In my view, BPD is a catch-all diagnosis therapists currently use for unregulated feelings that they don't know how to help people with, except to "prescribe" DBT.

I was never diagnosed with BPD. I had something BPD-ish "underneath" or compartmentalized from an over-controlled "outside" personality. Then when I followed what I understood to be therapists' "expert" instruction (which is what an overcontrolled, outwardly compliant personality would do, wouldn't you expect?), to get in touch with my feelings, that's why emerged.

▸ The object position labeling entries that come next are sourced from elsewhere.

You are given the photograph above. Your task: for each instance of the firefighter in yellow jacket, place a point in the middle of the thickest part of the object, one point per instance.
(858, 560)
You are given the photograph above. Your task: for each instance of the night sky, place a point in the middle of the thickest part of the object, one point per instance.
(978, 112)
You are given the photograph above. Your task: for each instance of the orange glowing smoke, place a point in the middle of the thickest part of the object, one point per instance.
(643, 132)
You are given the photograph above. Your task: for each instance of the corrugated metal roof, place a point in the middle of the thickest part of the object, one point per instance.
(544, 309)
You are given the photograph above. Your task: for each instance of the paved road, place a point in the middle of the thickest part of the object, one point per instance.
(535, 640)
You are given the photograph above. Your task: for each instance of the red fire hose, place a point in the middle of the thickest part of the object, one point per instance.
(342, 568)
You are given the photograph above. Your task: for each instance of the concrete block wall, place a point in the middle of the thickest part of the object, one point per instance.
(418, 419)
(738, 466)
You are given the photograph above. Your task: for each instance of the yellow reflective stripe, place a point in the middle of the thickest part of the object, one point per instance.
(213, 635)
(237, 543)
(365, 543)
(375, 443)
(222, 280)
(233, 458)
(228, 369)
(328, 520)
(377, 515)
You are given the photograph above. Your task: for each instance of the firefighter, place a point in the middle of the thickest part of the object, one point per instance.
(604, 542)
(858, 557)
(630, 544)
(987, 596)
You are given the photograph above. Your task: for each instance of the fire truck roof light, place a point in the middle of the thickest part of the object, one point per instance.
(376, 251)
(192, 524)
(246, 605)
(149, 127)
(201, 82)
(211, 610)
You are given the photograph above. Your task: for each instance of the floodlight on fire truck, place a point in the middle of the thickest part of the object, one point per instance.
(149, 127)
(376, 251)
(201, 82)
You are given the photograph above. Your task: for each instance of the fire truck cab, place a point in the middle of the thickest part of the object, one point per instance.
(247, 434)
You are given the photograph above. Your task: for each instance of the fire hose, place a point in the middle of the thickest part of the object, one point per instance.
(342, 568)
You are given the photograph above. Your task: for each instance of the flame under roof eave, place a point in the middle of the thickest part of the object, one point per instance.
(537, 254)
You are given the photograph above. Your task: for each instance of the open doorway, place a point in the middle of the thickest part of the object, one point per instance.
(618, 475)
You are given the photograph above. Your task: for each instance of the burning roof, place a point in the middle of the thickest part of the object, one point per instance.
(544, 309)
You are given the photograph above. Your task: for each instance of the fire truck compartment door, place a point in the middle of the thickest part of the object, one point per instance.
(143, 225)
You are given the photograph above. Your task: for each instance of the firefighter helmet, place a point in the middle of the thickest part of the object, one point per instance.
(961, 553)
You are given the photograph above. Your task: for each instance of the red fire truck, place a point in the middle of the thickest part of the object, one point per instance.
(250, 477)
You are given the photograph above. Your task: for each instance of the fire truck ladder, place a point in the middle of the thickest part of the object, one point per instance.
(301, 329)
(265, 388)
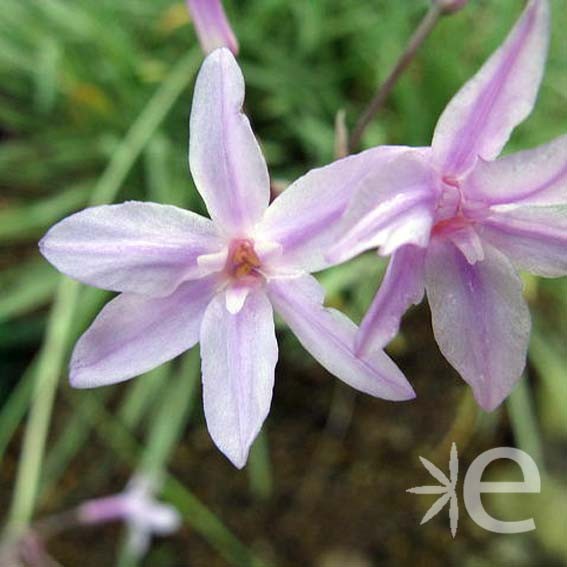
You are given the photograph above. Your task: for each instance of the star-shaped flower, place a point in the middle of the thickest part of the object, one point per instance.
(458, 221)
(184, 278)
(136, 507)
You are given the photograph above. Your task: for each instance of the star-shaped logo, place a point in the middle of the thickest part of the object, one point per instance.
(447, 490)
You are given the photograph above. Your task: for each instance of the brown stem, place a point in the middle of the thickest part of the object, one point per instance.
(377, 103)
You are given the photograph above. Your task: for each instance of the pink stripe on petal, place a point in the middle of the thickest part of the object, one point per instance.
(133, 247)
(239, 354)
(329, 337)
(134, 334)
(480, 319)
(403, 286)
(530, 177)
(304, 219)
(533, 237)
(392, 206)
(212, 25)
(227, 164)
(480, 118)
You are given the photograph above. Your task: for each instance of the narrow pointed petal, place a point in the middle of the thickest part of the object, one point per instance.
(212, 26)
(393, 206)
(329, 337)
(227, 164)
(304, 219)
(480, 319)
(480, 118)
(533, 237)
(134, 334)
(133, 247)
(531, 177)
(403, 286)
(239, 354)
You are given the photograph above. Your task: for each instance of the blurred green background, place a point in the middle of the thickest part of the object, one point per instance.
(94, 106)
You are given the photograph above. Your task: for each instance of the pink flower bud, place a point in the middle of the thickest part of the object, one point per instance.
(212, 25)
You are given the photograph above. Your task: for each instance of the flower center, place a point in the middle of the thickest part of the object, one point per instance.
(242, 261)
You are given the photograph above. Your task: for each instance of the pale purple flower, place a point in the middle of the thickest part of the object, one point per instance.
(459, 221)
(137, 508)
(212, 26)
(185, 278)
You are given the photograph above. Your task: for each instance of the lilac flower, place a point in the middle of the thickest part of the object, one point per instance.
(136, 507)
(212, 26)
(185, 278)
(458, 221)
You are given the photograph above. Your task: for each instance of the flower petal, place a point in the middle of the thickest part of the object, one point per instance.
(225, 159)
(134, 334)
(403, 285)
(531, 177)
(239, 354)
(304, 218)
(480, 318)
(134, 247)
(392, 207)
(533, 237)
(329, 336)
(212, 25)
(480, 118)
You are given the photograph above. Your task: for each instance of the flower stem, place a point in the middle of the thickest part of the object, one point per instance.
(421, 33)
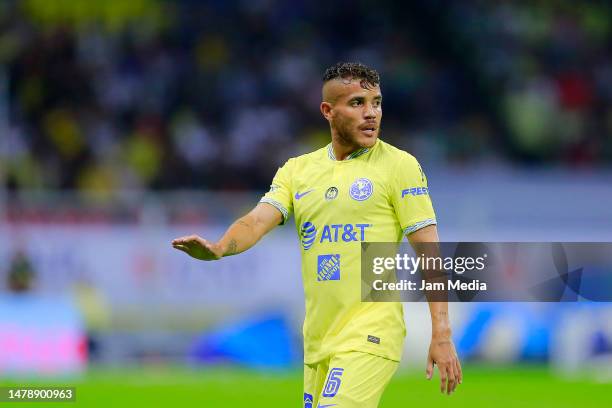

So, DBT was a waste of time and money for me. I already had "coping skills". Just cut the feelings off and rationally decide what was required! Except -- that led to personal unfilfillment and misery.

So -- sounds like you have your feelings, all right. That's good!

I like unaluna's idea -- what you need is a coach. (We know you didn't have a good role model in your mom.) But one with a psychological background, not just a simple certification (or none) like some have these days. I think I needed one, too, and didn't find it. Didn't know that's what I needed either, when I was looking on all my "symptoms" as something to be "treated". BUT I wonder if there isn't a therapist or someone out there who might be able to understand that and, if so, help. Even if that isn't a currently common treatment model.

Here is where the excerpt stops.